Rafael Corrales, a real estate agent in Miami, recently showed houses to a young couple hoping to move from a rental into a home. They had been lured to the market after hearing that mortgage rates had come down.
But when the couple went to get approved for a home loan, they found that the borrowing costs had ticked up once again.
“They were very confused,” said Mr. Corrales, 49, an agent for Redfin. It pushed them back onto the sidelines of the housing market, and they’re now staying put in the hope that rates will fall again.
Mortgage rates fell steadily from this spring through September, as economic data slowed and as investors began to expect a steady string of interest rate cuts from the Federal Reserve. But the rate on a 30-year mortgage has reversed course and climbed sharply over the past month to 6.79 percent nationally, from about 6.1 percent at the start of October.

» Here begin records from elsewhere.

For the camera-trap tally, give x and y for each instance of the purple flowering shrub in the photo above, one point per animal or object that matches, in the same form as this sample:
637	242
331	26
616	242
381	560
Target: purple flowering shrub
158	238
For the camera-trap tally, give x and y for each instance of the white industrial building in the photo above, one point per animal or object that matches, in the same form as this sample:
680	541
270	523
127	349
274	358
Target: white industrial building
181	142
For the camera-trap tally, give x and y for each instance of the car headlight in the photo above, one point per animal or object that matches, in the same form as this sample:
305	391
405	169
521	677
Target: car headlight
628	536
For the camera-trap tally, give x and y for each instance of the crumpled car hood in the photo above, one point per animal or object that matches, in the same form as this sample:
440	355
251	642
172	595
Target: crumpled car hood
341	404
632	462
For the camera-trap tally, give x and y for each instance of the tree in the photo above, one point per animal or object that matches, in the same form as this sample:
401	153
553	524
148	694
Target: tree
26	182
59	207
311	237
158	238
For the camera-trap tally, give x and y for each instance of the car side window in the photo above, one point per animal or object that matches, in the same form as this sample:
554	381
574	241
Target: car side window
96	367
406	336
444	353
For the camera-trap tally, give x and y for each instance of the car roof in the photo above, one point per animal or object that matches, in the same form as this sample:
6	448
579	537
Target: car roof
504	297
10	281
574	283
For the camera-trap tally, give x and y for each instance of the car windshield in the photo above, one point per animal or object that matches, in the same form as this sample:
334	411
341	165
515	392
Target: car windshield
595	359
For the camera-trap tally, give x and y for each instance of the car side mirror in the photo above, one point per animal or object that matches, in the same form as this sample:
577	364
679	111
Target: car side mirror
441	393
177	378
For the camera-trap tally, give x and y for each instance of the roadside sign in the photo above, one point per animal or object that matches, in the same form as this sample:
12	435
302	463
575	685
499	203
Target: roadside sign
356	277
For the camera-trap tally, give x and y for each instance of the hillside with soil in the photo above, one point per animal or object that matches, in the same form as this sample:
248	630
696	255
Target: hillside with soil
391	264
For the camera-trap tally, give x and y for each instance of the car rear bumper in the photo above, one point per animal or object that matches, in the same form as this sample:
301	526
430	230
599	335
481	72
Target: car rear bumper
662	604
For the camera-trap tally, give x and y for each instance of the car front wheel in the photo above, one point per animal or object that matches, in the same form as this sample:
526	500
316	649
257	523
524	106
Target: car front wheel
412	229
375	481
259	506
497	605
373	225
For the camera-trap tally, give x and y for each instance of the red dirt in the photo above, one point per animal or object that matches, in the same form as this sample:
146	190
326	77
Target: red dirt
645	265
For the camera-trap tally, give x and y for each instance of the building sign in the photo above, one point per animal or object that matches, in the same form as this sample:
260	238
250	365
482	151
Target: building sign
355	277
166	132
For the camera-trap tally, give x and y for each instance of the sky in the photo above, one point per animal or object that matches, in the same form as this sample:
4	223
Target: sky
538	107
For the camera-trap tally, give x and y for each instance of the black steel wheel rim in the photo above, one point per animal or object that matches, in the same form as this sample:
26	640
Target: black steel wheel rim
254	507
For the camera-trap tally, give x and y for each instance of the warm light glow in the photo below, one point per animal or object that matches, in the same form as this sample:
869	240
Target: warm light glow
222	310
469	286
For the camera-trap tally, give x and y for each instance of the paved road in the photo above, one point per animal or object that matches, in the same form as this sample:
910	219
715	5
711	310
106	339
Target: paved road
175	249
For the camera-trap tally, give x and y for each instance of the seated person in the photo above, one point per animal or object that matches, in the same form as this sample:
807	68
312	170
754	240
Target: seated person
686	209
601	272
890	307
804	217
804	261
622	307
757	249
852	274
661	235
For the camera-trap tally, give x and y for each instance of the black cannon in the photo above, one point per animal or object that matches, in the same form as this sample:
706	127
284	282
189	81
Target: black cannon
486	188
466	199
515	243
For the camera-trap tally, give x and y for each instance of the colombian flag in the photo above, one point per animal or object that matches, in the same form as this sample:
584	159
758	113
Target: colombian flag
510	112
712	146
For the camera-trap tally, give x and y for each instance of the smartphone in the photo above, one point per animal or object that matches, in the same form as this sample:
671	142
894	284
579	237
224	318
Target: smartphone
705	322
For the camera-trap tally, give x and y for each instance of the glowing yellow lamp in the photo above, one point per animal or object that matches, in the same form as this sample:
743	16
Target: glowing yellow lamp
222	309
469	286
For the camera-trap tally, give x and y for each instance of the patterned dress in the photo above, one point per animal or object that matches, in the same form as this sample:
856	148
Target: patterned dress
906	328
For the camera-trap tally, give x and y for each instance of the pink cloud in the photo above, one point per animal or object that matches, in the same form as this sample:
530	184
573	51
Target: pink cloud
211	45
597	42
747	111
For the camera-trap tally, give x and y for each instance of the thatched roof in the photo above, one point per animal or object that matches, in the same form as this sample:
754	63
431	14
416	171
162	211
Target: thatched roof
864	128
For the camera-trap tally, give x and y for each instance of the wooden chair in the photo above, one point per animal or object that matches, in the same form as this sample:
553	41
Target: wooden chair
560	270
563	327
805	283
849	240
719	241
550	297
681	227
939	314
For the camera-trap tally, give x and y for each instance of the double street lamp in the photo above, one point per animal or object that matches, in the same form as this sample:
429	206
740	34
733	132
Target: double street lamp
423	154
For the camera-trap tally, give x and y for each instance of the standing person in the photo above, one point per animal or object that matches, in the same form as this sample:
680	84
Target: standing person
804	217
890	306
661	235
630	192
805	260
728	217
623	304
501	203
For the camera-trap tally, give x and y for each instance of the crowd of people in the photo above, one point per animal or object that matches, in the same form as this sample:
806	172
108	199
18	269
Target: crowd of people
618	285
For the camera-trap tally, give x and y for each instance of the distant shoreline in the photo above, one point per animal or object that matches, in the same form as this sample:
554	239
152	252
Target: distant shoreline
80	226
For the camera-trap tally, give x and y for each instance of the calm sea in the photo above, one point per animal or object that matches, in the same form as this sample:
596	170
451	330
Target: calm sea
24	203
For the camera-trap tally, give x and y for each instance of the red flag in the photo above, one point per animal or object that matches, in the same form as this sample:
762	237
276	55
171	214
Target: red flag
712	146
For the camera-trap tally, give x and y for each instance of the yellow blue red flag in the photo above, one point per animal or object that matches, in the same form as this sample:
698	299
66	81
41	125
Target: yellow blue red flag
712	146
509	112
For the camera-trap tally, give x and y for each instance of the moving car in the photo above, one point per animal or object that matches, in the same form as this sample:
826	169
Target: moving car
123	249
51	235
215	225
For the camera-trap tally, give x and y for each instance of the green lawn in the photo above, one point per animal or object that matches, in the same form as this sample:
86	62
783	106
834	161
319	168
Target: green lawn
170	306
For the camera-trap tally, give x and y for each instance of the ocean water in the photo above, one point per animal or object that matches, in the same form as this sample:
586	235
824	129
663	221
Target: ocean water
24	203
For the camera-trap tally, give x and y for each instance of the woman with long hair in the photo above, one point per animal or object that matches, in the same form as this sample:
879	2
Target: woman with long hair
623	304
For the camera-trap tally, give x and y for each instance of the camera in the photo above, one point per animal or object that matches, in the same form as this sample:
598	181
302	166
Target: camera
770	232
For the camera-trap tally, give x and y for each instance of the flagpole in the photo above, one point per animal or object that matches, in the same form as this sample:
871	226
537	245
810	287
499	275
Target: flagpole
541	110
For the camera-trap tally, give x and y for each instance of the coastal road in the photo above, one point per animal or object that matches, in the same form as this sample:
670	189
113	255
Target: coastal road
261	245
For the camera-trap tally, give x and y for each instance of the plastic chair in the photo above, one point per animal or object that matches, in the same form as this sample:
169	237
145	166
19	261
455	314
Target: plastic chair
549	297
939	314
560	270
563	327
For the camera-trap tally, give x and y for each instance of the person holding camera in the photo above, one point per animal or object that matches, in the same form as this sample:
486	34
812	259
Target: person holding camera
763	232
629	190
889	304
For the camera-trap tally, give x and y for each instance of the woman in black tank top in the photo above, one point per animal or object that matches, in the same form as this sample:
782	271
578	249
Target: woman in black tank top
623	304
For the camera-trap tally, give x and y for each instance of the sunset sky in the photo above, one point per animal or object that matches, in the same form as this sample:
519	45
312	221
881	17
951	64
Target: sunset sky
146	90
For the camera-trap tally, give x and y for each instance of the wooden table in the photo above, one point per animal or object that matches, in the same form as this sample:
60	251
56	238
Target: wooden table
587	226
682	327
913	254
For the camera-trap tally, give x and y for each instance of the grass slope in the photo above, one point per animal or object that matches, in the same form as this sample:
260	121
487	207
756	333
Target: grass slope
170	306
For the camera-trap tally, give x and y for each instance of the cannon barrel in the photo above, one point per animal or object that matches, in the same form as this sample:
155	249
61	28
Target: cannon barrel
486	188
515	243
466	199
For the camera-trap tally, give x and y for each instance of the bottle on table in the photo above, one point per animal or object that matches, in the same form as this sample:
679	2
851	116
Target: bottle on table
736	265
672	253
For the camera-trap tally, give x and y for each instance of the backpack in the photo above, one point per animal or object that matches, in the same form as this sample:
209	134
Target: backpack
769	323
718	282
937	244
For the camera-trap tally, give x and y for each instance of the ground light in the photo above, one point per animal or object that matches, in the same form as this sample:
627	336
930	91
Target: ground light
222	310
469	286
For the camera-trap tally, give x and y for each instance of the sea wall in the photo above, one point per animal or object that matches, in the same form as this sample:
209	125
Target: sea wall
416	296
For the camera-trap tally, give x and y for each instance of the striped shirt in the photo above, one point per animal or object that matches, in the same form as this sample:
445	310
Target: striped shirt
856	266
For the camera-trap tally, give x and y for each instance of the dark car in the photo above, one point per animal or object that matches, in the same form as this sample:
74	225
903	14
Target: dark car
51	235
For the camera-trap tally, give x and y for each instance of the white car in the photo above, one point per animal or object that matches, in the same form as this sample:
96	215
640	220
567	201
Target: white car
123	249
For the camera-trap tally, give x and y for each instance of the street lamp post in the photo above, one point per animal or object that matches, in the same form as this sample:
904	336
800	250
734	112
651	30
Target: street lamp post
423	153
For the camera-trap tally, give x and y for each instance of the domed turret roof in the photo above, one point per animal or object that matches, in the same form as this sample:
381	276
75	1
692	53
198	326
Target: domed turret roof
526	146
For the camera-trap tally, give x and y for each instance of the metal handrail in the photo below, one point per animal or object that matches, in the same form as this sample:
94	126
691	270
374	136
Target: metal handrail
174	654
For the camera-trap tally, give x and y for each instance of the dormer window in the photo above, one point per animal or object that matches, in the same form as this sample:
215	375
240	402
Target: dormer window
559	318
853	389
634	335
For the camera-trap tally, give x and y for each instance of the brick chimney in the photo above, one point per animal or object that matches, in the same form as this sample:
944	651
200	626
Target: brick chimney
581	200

U.S. average 30-year fixed-rate mortgageSource: Freddie Mac
By The New York Times
The move has come as a shock to some home buyers, who had waited many months for Fed officials to begin lowering borrowing costs, hoping that they would bring relief to the mortgage market.
We are having trouble retrieving the article content.
Please enable JavaScript in your browser settings.
Thank you for your patience while we verify access. If you are in Reader mode please exit and log into your Times account, or subscribe for all of The Times.
Thank you for your patience while we verify access.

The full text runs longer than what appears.